Solving the right part, right place, right time, keeps us in the game, going beyond that to competitor “LOCK OUT” requires much more some example are;

  1. Fleet operations cost reduction
  2. Fuel consumption cost reduction engineering recommendations
  3. Inventory reduction at fleet shops
  4. Shop management and efficiency
  5. Problem solving
  6. Shop tools
  7. Re-engineering services

While the system network is certainly a “blank sheet of paper” The physical channel requirements and paradigm shift needed to be successful, are certainly a lot to overcome, however the rewards are great, leveraging technology and the entire channel will allow us to treat customers in an individualized way, we can offer a value proposition which will be hard to replicate, allowing us to establish an enduring relationship based on collaboration and joint benefits.

In 1987 Fleet X essentially defragmented our Dealer pricing to major and national fleets, effectively harnessing the local support infrastructure by focusing it towards a common customer, Undisclosed redefined ways of doing business by building new capabilities via Fleet X, we were able to set new standards of customer satisfaction essentially challenging the industry status quo, today we have the opportunity to address the whole channel as the relevant scope, harnessing the channel as a whole, which means that the customer is at the center of strategy with the primary objective being to keep the truck on the road, regardless of who repairs it or what brand it is.

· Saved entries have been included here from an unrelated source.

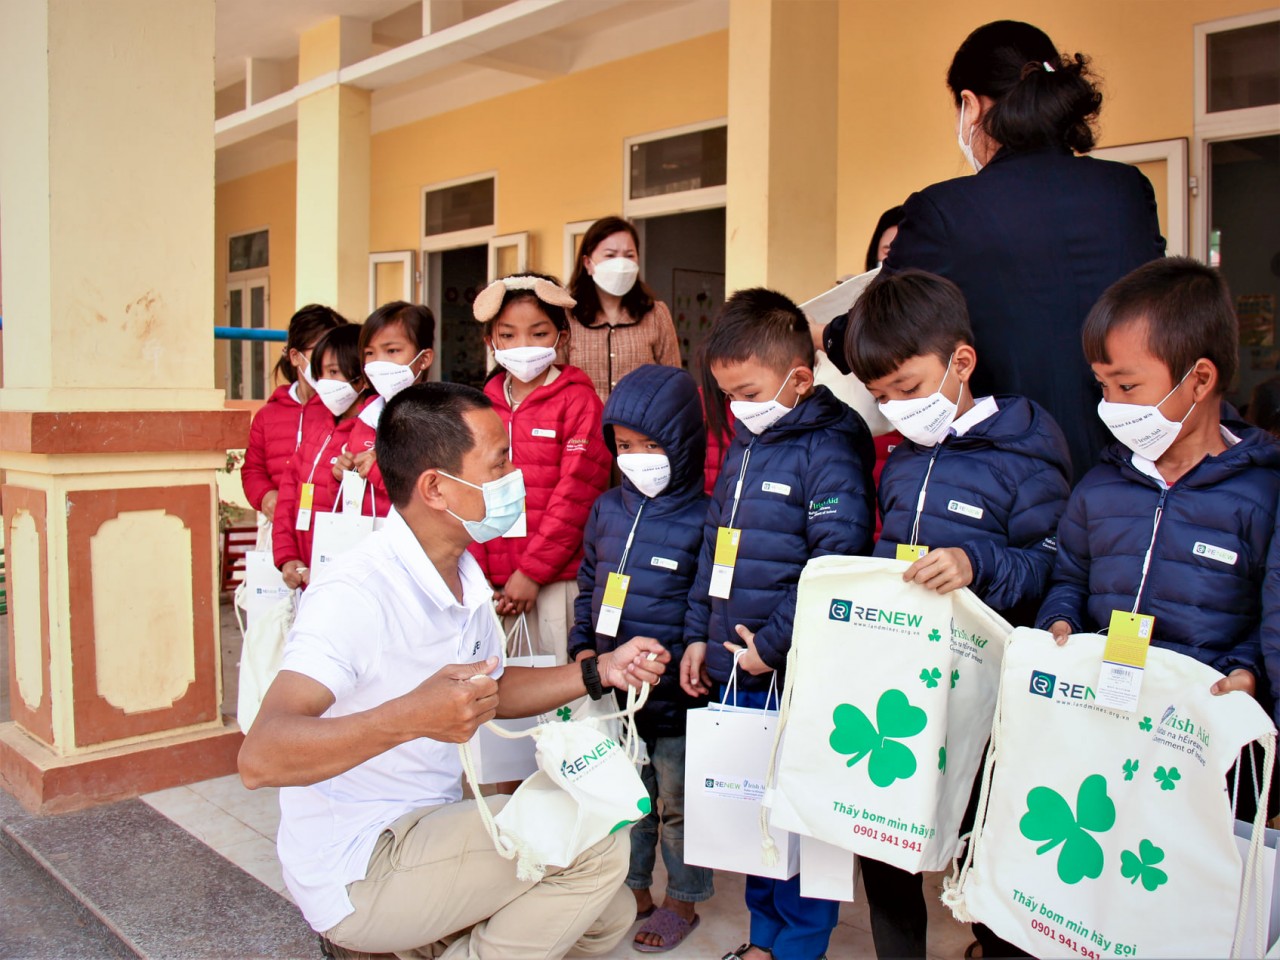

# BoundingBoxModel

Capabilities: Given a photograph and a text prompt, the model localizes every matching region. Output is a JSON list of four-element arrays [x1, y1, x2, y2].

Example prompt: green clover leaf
[[1138, 716, 1153, 732], [609, 796, 653, 834], [928, 628, 942, 642], [556, 706, 572, 722], [1019, 774, 1116, 884], [829, 690, 928, 788], [920, 667, 942, 688], [950, 669, 960, 689], [1155, 766, 1181, 791], [1122, 759, 1139, 781], [939, 743, 947, 773], [1119, 839, 1168, 892]]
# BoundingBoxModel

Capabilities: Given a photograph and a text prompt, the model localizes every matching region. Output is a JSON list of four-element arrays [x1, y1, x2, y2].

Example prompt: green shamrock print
[[1138, 716, 1153, 732], [610, 796, 653, 834], [1120, 839, 1168, 892], [928, 628, 942, 643], [829, 690, 928, 788], [1019, 774, 1116, 884], [1154, 766, 1181, 791], [556, 706, 572, 722], [920, 667, 942, 688], [1122, 759, 1139, 781], [938, 743, 947, 774], [950, 669, 960, 689]]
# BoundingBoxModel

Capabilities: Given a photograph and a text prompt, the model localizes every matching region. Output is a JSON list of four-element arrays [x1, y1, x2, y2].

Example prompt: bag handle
[[720, 647, 781, 712], [758, 646, 796, 867], [505, 614, 535, 660]]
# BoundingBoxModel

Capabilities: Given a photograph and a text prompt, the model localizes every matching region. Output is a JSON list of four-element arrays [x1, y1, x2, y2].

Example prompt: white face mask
[[298, 354, 316, 389], [438, 468, 526, 543], [314, 378, 359, 416], [957, 102, 983, 173], [617, 453, 671, 498], [364, 350, 426, 401], [1097, 368, 1196, 461], [591, 257, 639, 297], [730, 368, 799, 436], [878, 355, 963, 447], [494, 341, 559, 383]]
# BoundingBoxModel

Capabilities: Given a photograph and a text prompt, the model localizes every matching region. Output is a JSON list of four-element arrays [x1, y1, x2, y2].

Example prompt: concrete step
[[0, 793, 317, 959]]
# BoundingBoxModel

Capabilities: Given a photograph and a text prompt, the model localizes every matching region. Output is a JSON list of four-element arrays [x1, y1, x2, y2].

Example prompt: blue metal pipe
[[215, 326, 286, 342]]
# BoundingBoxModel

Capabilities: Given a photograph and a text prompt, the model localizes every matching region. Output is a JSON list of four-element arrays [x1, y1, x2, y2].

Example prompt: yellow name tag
[[896, 543, 929, 562], [1097, 610, 1155, 713], [596, 572, 631, 638], [710, 527, 741, 599], [297, 482, 315, 531]]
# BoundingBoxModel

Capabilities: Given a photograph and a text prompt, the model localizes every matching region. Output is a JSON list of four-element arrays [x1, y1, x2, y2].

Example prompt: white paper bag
[[239, 550, 290, 623], [946, 628, 1277, 960], [310, 474, 385, 575], [764, 555, 1010, 873], [1235, 821, 1280, 955], [686, 665, 799, 880], [469, 615, 557, 783], [800, 834, 860, 902]]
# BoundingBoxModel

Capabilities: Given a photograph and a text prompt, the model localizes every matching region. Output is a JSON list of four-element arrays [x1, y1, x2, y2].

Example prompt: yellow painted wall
[[836, 0, 1278, 275], [369, 31, 730, 278], [213, 161, 296, 390]]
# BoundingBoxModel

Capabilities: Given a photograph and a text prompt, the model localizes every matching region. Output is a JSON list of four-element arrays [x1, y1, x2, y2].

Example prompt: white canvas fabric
[[946, 628, 1276, 959], [235, 591, 295, 732], [763, 555, 1011, 873], [460, 681, 652, 882]]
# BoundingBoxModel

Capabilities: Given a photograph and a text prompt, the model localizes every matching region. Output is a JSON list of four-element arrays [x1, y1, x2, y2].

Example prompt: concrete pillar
[[0, 0, 248, 812], [725, 0, 838, 302], [295, 17, 372, 322]]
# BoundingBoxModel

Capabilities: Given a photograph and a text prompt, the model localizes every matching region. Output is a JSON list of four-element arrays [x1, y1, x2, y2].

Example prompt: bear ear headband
[[473, 276, 576, 323]]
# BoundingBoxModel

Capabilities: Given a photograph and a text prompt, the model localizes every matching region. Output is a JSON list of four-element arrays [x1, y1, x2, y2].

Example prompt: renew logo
[[1029, 670, 1096, 702], [827, 600, 923, 628]]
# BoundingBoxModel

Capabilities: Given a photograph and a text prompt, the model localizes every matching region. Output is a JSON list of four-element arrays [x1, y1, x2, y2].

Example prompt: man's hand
[[1211, 668, 1257, 698], [680, 642, 712, 698], [261, 489, 278, 520], [903, 548, 973, 594], [599, 637, 668, 690], [354, 450, 377, 480], [497, 570, 541, 616], [1048, 620, 1071, 646], [281, 560, 310, 590], [395, 657, 501, 743], [332, 447, 356, 481], [723, 624, 772, 675]]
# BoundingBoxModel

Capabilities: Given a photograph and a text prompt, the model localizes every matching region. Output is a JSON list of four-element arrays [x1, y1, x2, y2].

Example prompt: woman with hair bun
[[825, 20, 1165, 479]]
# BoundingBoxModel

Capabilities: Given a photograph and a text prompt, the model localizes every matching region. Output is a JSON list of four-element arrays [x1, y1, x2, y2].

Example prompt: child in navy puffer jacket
[[568, 364, 713, 951], [682, 288, 876, 960], [846, 269, 1070, 960]]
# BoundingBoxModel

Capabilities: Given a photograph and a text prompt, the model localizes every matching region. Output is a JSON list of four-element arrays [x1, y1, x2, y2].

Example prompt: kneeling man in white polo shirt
[[239, 381, 669, 960]]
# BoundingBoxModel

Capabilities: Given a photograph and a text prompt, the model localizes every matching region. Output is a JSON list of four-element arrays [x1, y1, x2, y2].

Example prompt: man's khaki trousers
[[326, 797, 633, 959]]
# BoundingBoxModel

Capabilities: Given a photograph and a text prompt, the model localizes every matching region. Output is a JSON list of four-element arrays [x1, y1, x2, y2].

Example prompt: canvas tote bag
[[763, 555, 1011, 873], [945, 628, 1276, 959]]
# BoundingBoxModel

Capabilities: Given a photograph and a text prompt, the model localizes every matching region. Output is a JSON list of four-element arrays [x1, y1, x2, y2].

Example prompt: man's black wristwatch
[[580, 655, 605, 701]]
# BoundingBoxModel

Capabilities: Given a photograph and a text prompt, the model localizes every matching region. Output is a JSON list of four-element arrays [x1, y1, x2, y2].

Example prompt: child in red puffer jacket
[[469, 274, 611, 662]]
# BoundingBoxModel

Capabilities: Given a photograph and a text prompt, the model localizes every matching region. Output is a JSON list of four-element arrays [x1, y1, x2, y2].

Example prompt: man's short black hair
[[845, 270, 974, 383], [1082, 257, 1237, 395], [377, 382, 493, 508]]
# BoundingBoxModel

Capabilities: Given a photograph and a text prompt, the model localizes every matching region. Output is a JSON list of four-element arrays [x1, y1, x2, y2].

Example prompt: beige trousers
[[326, 798, 633, 960], [502, 579, 578, 665]]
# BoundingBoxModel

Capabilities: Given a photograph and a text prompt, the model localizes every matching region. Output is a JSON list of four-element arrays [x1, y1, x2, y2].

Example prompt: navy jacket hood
[[603, 364, 706, 507]]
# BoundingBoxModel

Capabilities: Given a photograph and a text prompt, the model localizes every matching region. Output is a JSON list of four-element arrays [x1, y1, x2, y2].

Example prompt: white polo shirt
[[275, 508, 504, 933]]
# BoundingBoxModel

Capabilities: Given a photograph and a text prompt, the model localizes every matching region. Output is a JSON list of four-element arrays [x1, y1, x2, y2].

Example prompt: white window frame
[[224, 273, 270, 401], [1191, 9, 1280, 261], [368, 250, 416, 313], [623, 118, 728, 219], [1091, 139, 1189, 256], [487, 232, 529, 281], [419, 171, 498, 257], [563, 218, 597, 283]]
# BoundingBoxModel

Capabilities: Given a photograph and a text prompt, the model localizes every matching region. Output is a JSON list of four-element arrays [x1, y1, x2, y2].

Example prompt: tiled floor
[[142, 773, 973, 959]]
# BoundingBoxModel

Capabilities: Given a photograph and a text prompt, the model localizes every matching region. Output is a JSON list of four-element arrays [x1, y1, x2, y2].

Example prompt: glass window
[[1207, 20, 1280, 113], [229, 230, 269, 272], [424, 178, 494, 236], [630, 126, 727, 200]]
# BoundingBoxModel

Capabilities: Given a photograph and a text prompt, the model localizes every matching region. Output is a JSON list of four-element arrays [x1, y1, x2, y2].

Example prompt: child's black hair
[[845, 270, 973, 384], [699, 287, 814, 440], [358, 301, 436, 358], [1082, 257, 1237, 396], [276, 304, 347, 384], [480, 273, 572, 338], [308, 323, 363, 386]]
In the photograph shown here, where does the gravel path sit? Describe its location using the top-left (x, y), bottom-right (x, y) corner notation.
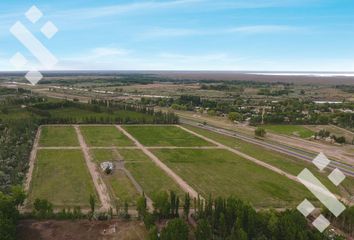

Our goal is to create a virtuous circle, where in our network can effectively be used

  • Look up, source, and purchase parts
  • Schedule delivery of parts
  • Schedule installation of parts

By applying the technology available and the experience gained from years of creating a market niche such as Fleet X, we need to redefine, reset and recast the rules of competition within our industry becoming the rule maker once again, To that end, we cannot continue to prolong the past, but should put our energies and resources in creating the future.

For publishing purposes, Our clients name has been withheld. And is known throughout the document as Undisclosed.